Let’s face it, fair reader, when it comes to The Complete Dramatic Works of Shakespeare series, I have given up on watching the complete films. It’s just not happening anymore. So I’ve switched to a new approach any time I have to sit through another one of these. I’m now just picking one of the acts that I most want to see and watching that one. So for Henry VIII, I watched Act IV because it had a lot of Katharine in it. It also happens to be the shortest act in the play. Although I swear that wasn’t a motivating factor.
The act opens with Anne looking at herself in a mirror (probably a transition from the prior act). We then get to spend some time hanging out with the two random dudes on a streetcorner. Although for the film, they’ve put them on a small set of stairs rather than a street corner. One of the random dudes is a foodie apparently because he eats for the entire scene. The other random dude is Barty Crouch Senior from Harry Potter (David Tennant’s dad in Goblet of Fire, if the character reference is too obscure for you). The random dudes are intercut with actual on location footage of the procession leaving Anne’s coronation.
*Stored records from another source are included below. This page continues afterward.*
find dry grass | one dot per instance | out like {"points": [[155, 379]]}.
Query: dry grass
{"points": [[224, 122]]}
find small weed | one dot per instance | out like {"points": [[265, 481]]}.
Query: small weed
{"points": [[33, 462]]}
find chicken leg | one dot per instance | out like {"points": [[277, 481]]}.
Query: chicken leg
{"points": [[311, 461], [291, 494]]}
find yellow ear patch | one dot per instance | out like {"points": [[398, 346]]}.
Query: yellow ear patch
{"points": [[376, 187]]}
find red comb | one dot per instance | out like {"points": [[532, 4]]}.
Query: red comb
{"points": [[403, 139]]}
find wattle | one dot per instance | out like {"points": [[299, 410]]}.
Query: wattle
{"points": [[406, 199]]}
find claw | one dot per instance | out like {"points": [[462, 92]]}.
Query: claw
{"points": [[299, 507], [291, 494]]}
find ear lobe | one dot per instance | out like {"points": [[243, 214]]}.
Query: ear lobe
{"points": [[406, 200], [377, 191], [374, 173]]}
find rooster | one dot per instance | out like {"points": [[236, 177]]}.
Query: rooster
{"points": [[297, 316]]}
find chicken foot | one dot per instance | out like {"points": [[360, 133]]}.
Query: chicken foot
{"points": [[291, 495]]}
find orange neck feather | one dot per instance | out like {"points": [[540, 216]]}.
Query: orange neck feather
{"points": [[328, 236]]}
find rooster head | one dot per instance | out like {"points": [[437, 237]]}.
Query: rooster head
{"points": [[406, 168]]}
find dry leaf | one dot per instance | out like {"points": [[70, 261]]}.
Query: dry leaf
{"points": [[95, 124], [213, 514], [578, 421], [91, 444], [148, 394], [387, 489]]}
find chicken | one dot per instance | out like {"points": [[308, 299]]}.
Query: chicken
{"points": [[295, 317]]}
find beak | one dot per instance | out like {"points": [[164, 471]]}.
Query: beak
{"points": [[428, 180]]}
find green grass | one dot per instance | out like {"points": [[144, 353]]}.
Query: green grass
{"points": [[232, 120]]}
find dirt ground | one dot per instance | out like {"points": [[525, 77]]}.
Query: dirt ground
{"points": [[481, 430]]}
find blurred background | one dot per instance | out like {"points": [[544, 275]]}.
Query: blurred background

Anne looks cold but pretty. The costumes for this one are actually really great. We get some overlong and silent shots of Anne being crowned and Henry sitting on his throne. Not once do either Anne or Henry speak in this entire act. Yay me for picking an act where the titular character is barely in it and doesn’t speak.

Katharine early in the play. She looks sicklier later on.
The rest of act is Katharine being sick prior to her eventual death. But I am so impressed because there are real sets! Not just wooden stilt thingies on a soundstage but actual sets that look like real rooms and actual furniture that looks… not that comfortable really. Anyway, the actress playing Katharine is pretty decent. At least she looks convincingly sick. During the part of the scene where Katharine has her vision (I may have skipped this in my play recap, it’s just girls dancing near Katharine with a garland that’s symbolic of death) there’s a weird bleed through effect that I’m sure was cutting edge in 1979. Now it’s just… underwhelming. Katharine progressively sicker over the course of the scene and we then are treated to an overlong shot of Katharine’s corpse laid out in state on her bed. And that’s the end of the act. See how painless that was? My one act approach is totally the best plan ever.
With that, we’re done with the English histories! Huzzah! Sunday (possibly Monday, it is a long weekend) I will be diving into the ancient histories with Troilus and Cressida. Until then, fair reader.